Misher’s interest in engineering started in eighth grade in his first Gateway To Technology class, a PLTW program. He learned that “engineers will be needed in the future.” In 10th grade, he started taking more PLTW classes. He has an uncle who lives in California and works as a civil engineer.
“It’s something I’d like to do,” Misher said of becoming a civil engineer. “I’d like to work outside on job sites, but also work in an office.
“At Black & Veatch, it’s a team. Everyone has to work together. I like to work with people, not just be on my own,” he continued.
Misher is involved in DECA, plays drums at his church and is a wide receiver on the HWHS Wildcat football team. Now that football practice and camps have started, his days are a little longer. He gets up early in the morning, goes to practice, goes back home to get cleaned up, and then drives to the office for his internship.
“The support from my family, my friends, my coaches and Black & Veatch has been great. With practice, it’s been a little tough,” said Misher.

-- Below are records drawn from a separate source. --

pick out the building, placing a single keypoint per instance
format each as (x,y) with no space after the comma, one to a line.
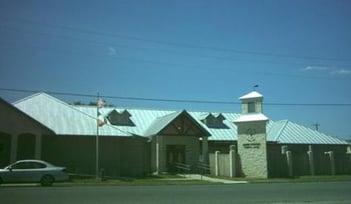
(135,142)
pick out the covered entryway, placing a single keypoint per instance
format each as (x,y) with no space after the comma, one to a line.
(175,155)
(5,149)
(175,139)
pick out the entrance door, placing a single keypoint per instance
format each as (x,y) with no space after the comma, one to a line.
(175,154)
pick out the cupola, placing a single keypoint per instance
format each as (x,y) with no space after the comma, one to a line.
(252,103)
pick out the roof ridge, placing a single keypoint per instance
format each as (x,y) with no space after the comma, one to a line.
(27,97)
(70,107)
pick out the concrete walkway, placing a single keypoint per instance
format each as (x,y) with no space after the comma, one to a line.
(210,179)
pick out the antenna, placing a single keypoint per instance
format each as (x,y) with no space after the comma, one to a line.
(316,126)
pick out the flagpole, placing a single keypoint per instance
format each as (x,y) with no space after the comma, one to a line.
(97,138)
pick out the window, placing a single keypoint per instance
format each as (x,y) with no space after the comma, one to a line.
(214,121)
(120,118)
(251,107)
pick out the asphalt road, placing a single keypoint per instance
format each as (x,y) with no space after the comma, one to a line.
(324,193)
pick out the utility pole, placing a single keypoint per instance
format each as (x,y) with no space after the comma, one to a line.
(316,126)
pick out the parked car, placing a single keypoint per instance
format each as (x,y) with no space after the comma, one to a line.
(33,171)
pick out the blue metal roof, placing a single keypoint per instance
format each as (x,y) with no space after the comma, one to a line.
(67,119)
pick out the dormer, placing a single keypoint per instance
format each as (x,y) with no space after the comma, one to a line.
(252,103)
(120,118)
(214,120)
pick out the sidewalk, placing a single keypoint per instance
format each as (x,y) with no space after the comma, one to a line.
(210,179)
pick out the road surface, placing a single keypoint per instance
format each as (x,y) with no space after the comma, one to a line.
(324,193)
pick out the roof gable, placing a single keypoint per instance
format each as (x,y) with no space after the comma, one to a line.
(287,132)
(177,123)
(63,118)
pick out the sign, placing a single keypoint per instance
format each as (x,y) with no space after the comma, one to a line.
(251,145)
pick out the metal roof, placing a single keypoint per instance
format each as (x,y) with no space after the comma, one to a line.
(65,119)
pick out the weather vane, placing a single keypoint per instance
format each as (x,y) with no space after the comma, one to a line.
(255,87)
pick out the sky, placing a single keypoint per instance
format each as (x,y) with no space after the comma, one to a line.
(298,52)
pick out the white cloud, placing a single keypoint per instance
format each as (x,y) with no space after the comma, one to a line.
(341,72)
(315,68)
(112,51)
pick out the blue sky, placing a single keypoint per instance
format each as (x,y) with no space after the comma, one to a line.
(298,52)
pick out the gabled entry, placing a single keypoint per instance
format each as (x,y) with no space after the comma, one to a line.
(176,139)
(175,124)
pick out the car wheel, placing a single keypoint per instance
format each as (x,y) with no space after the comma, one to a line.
(47,180)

However, he’s already looking toward the future.
“I wish I could hurry up and finish college to come back and work for them,” he said. He is interested in Missouri University of Science and Technology and the University of Missouri.
Ratzki explained another purpose for the internship – to increase diversity within engineering.

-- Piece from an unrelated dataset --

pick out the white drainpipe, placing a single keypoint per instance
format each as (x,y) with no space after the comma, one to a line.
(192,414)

As a committee was discussing the possibility of the internship, it started with recruiting college students. The idea then turned to a younger, minority student with an interest in engineering. Influencing minority students while in high school could impact their college major, and eventually lead to more diversity among college interns and professionals.

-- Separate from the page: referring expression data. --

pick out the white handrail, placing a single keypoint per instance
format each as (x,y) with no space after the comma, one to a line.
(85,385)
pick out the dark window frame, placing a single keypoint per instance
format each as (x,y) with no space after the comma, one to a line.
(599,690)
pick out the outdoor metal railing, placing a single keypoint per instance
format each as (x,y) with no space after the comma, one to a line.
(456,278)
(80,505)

“The concept proved itself,” said Ratzki. “With the right type of work and variety to keep it interesting, we can increase interest for students. It was a risk, but for the right reasons. The water and waste water field is in need of engineers overall, as well as minority engineers.
“One of the questions we ask is ‘Does your workforce look like the community?’”
“We were looking for someone who would fit in, who could work in a team environment, is eager and would come in with smile, able to do the work. We knew they wouldn’t know everything, but would have a good foundation and would make an effort,” said Ratzki.
Misher will complete his internship on August 10, just days before school starts on August 13.
Brandon Misher, a senior at HWHS, reviews drawings for an engineering project. He is an intern
at Black & Veatch, a global engineering firm, in the Chesterfield, Mo. office.